Production-wise, interesting details include Chad's use of an e-Bow to get that tornado-siren like effect over the choruses. We took the e-Bow/guitar signal and ran it into a delay pedal, and I manually increased the delay time as we tracked. For anyone who's played with a delay pedal, you'll realize that this causes the delayed part of the signal to detune. So effectively, I was creating an electric tremolo arm and simultaneously increasing the echo intensity and detuning Chad's part as he played.

I also love the drum sound here, and the crazy "ticking clock" effect that Steve put on the extra hi-hat in the choruses (chorii). Fun stuff, maybe even a little 1970s. :) Phase effects on cymbals always make me think of the 70s. But I wasn't really listening, then, so that could be a poorly-informed stereotype.
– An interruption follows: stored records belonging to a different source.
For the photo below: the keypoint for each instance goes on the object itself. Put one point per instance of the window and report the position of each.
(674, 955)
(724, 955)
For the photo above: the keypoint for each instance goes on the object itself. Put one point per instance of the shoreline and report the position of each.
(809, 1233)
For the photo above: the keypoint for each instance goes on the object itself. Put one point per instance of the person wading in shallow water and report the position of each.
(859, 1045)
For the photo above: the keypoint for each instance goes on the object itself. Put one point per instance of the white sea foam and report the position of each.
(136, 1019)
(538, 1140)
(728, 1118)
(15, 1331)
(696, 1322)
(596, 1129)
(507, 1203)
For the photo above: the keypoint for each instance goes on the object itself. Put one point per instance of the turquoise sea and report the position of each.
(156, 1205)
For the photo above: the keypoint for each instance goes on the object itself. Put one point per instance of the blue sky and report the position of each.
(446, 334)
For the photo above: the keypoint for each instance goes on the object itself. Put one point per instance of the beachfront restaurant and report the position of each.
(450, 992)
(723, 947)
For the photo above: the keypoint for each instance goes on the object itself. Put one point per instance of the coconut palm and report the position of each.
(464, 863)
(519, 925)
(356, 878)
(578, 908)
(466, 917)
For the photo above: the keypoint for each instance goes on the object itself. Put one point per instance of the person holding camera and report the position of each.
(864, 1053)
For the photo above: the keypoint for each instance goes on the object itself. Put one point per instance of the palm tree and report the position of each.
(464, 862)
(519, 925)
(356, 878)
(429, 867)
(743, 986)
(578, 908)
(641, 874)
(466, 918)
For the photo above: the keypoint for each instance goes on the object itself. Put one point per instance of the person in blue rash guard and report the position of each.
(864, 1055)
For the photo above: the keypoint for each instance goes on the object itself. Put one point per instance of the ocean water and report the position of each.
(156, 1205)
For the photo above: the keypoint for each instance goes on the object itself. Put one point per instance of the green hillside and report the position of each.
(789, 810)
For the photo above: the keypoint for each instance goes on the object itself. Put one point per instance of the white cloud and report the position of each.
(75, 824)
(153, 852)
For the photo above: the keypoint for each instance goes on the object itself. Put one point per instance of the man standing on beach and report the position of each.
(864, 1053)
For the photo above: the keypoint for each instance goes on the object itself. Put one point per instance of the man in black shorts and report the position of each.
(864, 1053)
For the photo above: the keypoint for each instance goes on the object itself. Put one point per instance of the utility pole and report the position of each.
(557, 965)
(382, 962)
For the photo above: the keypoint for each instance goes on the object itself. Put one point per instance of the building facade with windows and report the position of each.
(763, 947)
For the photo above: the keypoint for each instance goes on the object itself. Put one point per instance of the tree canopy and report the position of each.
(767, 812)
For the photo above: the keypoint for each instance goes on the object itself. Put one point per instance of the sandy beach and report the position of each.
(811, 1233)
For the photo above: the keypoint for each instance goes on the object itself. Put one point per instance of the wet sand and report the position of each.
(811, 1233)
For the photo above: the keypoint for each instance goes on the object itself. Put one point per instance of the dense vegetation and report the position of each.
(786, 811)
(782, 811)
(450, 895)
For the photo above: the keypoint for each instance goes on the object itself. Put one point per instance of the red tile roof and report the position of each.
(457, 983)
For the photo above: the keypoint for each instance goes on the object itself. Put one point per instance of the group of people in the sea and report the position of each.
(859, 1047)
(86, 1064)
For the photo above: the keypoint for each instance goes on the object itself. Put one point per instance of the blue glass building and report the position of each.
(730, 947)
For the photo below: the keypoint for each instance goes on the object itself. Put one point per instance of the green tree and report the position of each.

What else... oh. We used a really cool Wright 5F6-A Bassman clone for Chad's primary guitar tone. Sometimes we doubled his Vox AC15CC1 on top. In other spots, we used a silverface twin w/tremolo engaged. A few more words about the Wright: that thing sounds amazing. I almost bought it two and a half years ago but I chose my Dr. Z instead. If you want a great sounding and amazingly well-built tweed and are local to the KC area, check out Wright's stuff at Mass St. Music!

- Jesse Kates / Download our music for FREE


Wednesday, September 23

The Story Behind The Song. Track 7 - A Merry Christmas To You

Ah, what a lovely after dinner mint of a song. I love the sound of this one. I'm almost more enamored with the sound of it than the song itself, though I like both.

So the story. During Christmas break I was sitting with my son (3 years old) while he played his drum kit. I had my mustang out and plugged in. We rock together regularly. While he was wiling out on the kit, I came up with the basic guitar riff that you hear on the twangy electric throughout the verses of the song. That established the meter (6/8 or 2/4 followed by 4/4 depending on how you count it) and the groove/vibe. As it was Christmas, I decided to write a Christmas song. And I wanted it to be all Wedding Present-y and jilted male and stuff. That's pretty much it for the genesis, here.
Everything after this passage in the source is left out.